Stephen Frears se contente, lui, d’énoncer les données de la situation, d’esquisser ce qu’elle pourrait dire de l’impérialisme britannique, pour ensuite laisser son film suivre le cours d’une chronique mondaine. Les cérémonies, les royales migrations de Swansea à Balmoral, rien de ce qui peut faire plaisir aux amateurs de rites monarchiques, tout est livré en temps et en heure.

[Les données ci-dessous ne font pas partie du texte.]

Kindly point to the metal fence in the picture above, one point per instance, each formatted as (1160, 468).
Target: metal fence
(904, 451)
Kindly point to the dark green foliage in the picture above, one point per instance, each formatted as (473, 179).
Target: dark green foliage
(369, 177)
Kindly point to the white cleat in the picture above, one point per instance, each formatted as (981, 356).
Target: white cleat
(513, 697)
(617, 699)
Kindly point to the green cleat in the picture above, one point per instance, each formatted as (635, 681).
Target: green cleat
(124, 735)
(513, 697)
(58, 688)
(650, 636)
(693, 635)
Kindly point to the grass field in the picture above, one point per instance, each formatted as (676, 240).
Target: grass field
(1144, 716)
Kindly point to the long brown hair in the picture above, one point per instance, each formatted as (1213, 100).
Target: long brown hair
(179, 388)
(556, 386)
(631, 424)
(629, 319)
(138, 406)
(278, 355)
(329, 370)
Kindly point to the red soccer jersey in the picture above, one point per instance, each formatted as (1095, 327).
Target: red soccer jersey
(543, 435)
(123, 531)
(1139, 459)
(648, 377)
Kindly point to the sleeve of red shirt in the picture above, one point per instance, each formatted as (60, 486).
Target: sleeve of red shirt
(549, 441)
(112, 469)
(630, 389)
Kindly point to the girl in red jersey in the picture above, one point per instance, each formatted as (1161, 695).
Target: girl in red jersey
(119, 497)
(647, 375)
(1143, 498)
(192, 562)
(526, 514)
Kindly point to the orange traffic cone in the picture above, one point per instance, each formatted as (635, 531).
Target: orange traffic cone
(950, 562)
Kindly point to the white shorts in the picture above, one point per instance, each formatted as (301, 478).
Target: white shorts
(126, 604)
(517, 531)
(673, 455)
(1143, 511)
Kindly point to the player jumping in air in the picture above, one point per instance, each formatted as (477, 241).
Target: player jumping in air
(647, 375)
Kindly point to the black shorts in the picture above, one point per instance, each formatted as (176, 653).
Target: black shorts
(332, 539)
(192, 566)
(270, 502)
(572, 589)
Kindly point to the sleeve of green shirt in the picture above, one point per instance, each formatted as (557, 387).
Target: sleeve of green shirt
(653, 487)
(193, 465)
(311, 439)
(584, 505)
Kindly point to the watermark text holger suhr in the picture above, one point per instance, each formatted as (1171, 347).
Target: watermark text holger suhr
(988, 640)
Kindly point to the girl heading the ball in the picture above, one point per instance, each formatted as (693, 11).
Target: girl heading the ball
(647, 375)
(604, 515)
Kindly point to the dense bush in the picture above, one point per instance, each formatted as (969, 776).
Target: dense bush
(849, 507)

De la part de l’auteur d’un des films politiques (et monarchiques) les plus acérés de l’histoire du cinéma britannique, The Queen, on attendait un peu plus d’énergie, d’obstination à fouiller les contradictions d’une amitié qui s’est épanouie quarante ans après l’écrasement sanglant de la révolte des cipayes, cinquante ans avant l’indépendance de l’Inde. Cet antagonisme est ici traité avec le même optimisme enfantin que celui qui opposait le chien au renard dans Rox et Rouky.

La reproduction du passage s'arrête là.